Taking the discourse ahead, Niraj Ruparel, who heads emerging tech at WPP India quipped that his best friends at the organisation are legal folks now. “I specialise in using the power of creativity and AI to deliver solutions for marketers. And of every 10 ideas that we propose for marketing campaigns, nearly 8 are shot down citing what could go wrong.”
"We now are a team of about 150 people, of which at least 5 are legal folks who are working as a part of this community," he said. He also shared that in a space like Creative AI, they start the conversation with the legal team at least 6 months prior to launching a campaign to get around the necessary legal hurdles.
Ruparel cited the example of the ‘Young Sachin’ campaign executed for Ageas life insurance, which was one of the foremost AI-campaigns crafted before technology like chatGPTs became popular, according to him.
The panel took a hard look at the challenges of navigating the myriad complexities shaping the future of creativity in the digital era, where artificial intelligence converges to redefine the boundaries of innovation and expression surrounding deepfake technologies.

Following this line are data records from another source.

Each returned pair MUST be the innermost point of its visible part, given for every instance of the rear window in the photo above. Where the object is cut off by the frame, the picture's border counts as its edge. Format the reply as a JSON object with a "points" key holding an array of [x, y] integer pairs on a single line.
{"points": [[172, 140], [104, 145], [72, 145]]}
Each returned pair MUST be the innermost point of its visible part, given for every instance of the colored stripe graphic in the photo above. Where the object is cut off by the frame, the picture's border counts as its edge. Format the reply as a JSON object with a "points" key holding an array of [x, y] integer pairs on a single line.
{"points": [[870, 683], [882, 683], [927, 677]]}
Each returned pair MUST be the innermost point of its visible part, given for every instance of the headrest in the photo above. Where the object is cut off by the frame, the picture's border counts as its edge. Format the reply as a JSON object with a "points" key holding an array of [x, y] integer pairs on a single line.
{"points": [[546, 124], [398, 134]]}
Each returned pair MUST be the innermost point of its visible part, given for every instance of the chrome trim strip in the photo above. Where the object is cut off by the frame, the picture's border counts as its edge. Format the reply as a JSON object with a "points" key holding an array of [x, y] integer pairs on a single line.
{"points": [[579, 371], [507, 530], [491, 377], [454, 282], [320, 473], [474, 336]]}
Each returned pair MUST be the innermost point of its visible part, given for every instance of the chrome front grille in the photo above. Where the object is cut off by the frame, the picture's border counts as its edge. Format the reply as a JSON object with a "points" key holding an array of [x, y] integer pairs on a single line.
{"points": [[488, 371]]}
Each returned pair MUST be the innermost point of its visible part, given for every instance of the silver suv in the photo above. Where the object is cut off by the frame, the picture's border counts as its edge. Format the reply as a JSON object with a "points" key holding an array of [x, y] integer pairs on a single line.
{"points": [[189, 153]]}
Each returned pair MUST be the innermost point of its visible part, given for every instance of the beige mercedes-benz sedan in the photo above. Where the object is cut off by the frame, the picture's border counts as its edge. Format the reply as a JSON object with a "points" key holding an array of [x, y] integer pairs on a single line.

"While AI can be predominantly used to solve a problem, there are many utilities that one can create with it, provided we take into account all the possible legal issues that can arise from it in India well in advance," Gautam K M stated.
The discussion also addressed the increasingly prevalent challenges presented by deep fakes while also throwing light on the complexities of determining authorship and ownership in AI-generated works.
In conclusion, the session emphasised the necessity for adaptive legislation to maintain a delicate equilibrium between safeguarding creators' rights, fostering innovation, and ensuring public access to AI-generated works.